I would recommend a sample preparation step in the form of 0.45um filter and subsequent solid phase extraction (SPE), for example IST Env+. The free cations will be retained on the solid phase, and can then be eluted using dilute acid, and analyzed using ICP-MS.

hi Jesper

thanks for the answer

I will check on it :)

You mentioned that other than complexation of the ions with suitable completing agent and then by using UV-Vis spectroscopy you can quantitate ionic concentration on developing calib curve. If not you can precipitate the ions and by using equivalence relations you can estimate the concentration.

You may also try to use ion-selective electrodes.

You have the possibility to use ion-selective electrodes? If not, Ag(I) ions can be analysed by a turbidimetric method, while for Cu(II) ions determination can be used a spectrophotometric method. If you are interested in these alternatives, please let me know and I will send you all the technical details.

Laura Bulgariu I don't have ion-selective on hand at the moment. I am aware also that ion selective might have interference due to other ions but not sure which!

If you can send me data over turbidimetric method & spectrophotometric method, I would appreciate it.

For Cu(II) determination, please see the paper: Article SPECTROPHOTOMETRIC DETERMINATION OF Cu(II), Co(II) AND Ni(II...

The turbidimetric method for Ag (I) ion analysis will be sent later, after the English translation.

Dear Mona, maybe a bit exotic..but NMR based chelatometry does also work (see enclosed poster-pdf)...good luck

Alfred

Do you want to measure this in the same solution ?

What complexes do you have in solution ?

Do you have other metals tin there ? what pH ?

This is not an easy question !

The easiest approach is to compare analyses of total element (ICP-MS) with colorimetric measurements of the complexe(s). But this works only in case where you have only one complex, or non overlaping ones.

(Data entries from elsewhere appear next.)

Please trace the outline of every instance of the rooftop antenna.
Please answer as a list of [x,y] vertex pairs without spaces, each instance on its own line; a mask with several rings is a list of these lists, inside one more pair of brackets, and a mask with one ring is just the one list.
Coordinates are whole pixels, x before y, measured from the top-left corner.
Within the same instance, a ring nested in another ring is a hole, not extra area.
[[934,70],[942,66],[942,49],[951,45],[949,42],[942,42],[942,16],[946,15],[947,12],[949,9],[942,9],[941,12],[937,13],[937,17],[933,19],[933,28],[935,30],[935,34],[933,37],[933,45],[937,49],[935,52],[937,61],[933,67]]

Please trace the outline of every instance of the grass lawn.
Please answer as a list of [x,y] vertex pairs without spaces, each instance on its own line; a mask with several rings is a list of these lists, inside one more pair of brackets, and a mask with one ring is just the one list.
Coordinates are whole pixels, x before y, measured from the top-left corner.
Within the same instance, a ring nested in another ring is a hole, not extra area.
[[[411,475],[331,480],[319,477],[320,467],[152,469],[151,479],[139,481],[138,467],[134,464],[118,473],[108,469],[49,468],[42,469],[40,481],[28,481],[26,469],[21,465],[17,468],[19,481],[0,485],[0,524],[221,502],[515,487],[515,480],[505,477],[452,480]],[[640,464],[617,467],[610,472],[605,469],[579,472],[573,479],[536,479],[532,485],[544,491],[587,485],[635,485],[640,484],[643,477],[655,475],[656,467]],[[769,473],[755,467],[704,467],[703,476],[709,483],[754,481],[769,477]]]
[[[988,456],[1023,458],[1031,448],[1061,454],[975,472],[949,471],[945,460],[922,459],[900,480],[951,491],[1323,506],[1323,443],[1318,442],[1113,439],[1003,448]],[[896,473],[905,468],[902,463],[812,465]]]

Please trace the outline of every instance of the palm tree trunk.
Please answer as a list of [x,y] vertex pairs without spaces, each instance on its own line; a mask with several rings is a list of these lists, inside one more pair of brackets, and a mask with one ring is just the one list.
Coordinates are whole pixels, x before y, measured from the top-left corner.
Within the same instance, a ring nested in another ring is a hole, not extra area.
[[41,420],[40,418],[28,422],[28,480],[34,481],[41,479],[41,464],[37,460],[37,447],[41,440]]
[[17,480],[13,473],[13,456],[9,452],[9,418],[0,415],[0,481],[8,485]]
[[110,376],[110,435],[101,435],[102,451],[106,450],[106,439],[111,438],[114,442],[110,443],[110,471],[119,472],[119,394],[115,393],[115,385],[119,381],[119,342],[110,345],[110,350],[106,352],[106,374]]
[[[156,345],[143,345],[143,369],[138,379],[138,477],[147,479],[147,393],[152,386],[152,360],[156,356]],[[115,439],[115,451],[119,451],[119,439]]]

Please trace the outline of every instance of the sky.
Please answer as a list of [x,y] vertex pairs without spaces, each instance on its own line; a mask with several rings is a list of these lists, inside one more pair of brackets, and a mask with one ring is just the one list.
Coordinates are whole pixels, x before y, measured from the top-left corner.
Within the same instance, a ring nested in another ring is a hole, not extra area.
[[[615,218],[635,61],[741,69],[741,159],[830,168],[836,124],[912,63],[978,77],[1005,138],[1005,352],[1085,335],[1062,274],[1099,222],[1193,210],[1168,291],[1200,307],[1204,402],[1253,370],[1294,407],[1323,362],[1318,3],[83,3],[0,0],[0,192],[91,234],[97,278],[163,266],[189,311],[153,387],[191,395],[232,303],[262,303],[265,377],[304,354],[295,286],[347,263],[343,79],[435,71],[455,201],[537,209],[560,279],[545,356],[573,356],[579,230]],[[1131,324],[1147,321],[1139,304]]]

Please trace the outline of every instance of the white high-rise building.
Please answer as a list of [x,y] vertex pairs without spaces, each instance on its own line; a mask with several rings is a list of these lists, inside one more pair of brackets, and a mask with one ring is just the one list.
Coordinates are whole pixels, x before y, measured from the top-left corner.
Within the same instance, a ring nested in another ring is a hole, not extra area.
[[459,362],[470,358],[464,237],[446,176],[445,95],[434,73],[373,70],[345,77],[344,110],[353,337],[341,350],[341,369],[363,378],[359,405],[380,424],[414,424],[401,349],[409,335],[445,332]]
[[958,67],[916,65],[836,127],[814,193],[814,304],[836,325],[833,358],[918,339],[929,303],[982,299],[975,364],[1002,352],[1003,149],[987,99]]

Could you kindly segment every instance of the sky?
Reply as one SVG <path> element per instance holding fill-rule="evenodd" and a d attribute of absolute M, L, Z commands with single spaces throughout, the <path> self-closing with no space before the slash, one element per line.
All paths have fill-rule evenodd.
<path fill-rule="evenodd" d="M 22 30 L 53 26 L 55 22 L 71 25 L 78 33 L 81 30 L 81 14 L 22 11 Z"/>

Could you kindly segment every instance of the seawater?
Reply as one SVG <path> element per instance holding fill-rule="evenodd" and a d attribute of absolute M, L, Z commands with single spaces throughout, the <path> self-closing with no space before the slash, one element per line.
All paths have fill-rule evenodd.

ISE have known selectivities towards other ions, ie you can take their selectivity into account when choosing the type of ISE. But more important: "free ions" per se do not exist in solution. The theoretical description by the Nernst equation is strictly valid only for highly diluted solutions (10-6M), the more ions there are the more Dipole-Dipole interactions become relevant. I want to rephrase your question: you are interested in the binding constant of ions in a specific system. The specific binding energy is a function of the type and amount of the counterions.